Irish government commission calls for new pay review body

Ireland’s Public Service Pay Commission has called for the re-establishment of a dedicated review body to examine pay in the civil and public service, after a government report found that pay caps that apply to top-level staff are leading to staff shortages.
The commission was responding to a report by the Department of Expenditure and Reform, which recommends that public servants no longer be subject to the pay caps introduced following the global financial crash.
The commission said it supports the department’s view that the current approach “is neither desirable nor sustainable”, and argued that the Review Body on Higher Remuneration – which, it said, provided objective, evidence-based assessments to inform pay policy for senior grades between 1969 and 2009 – should be re-constituted.
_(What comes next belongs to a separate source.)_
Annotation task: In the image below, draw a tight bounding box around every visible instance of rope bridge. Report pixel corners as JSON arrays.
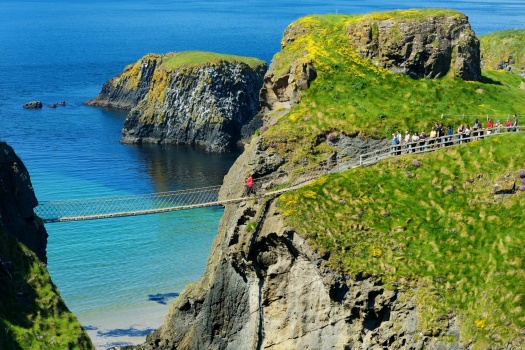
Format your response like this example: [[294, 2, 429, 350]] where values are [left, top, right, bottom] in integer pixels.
[[35, 127, 523, 223], [35, 164, 328, 223], [35, 185, 223, 223]]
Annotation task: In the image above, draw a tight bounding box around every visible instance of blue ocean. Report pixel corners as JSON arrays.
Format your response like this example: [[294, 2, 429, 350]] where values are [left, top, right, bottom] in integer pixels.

It said the review body could “examine how pay, pensions, and other elements of the remuneration package impact on recruitment and retention”, and consider how to attract the best candidates to apply for top-level posts.
The Department of Expenditure and Reform report says evidence suggests that “a number of factors, including the legacy of the caps and limits imposed during the financial crisis, the phased unwinding of financial emergency pay reductions for senior public servants, growing complexity and public scrutiny of roles, and an emerging pay deficit with the private sector, are combining to present challenges to recruitment and retention at senior levels in the public service”.
The report highlights the government’s introduction in 2011 of a pay ceiling of €200,000 (US$223,000) for senior public servants, and suggests that top public servants – of which there are around 1,000 in Ireland – are underpaid by as much as 30%.
Difficulty attracting the right calibre of external applicants
The report also notes that there’s been a fall in the proportion of applicants from the private sector who succeed in securing jobs. “This raises the concern that, as well as a decline in the percentage of applications from outside the civil and public service in recent years, senior posts may not be attracting the right calibre of external applicants,” it said.
It adds that pay rates are currently being determined on an ad-hoc basis, without a consistent and objective policy support structure, in an effort to attract candidates for certain roles.
“Without an objective mechanism for pay determination at these levels, it will become more and more difficult to effectively manage senior leadership remuneration and provide an adequate remuneration package to attract and retain top talent,” the report says.
Public expenditure and reform minister Paschal Donohoe said he has instructed his officials to evaluate the commission’s proposal to re-establish the review body, adding that his department is engaging with parties “on a possible mechanism that could form part of a future pay agreement”.
Allowing the pay cap for executives of top level staff in government to be removed sparks feelings of elitism. Pay inequity between the lower/mid level payed employees and the senior/executive class might be considered one of the factors that gave rise to the union movement in the last century. Incentivizing the employment of potential senior staff with higher pay beyond that available for that individual in the private sector provides for a culture where money is the driving factor for senior public servants. It would help generate a feeling of them vs us amongst the workforce, a source of tension that could be detrimental to a smoothly running public service. Consideration should be given to opening the ceiling cap but tying any pay increase to the average of the pay increases afforded other employees within the Department. Many governments already tie pay incentive bonuses to successful or exemplary outcomes to a particular file, though care must be taken so that accepting files based solely because of the bonus incentives does not become an issue.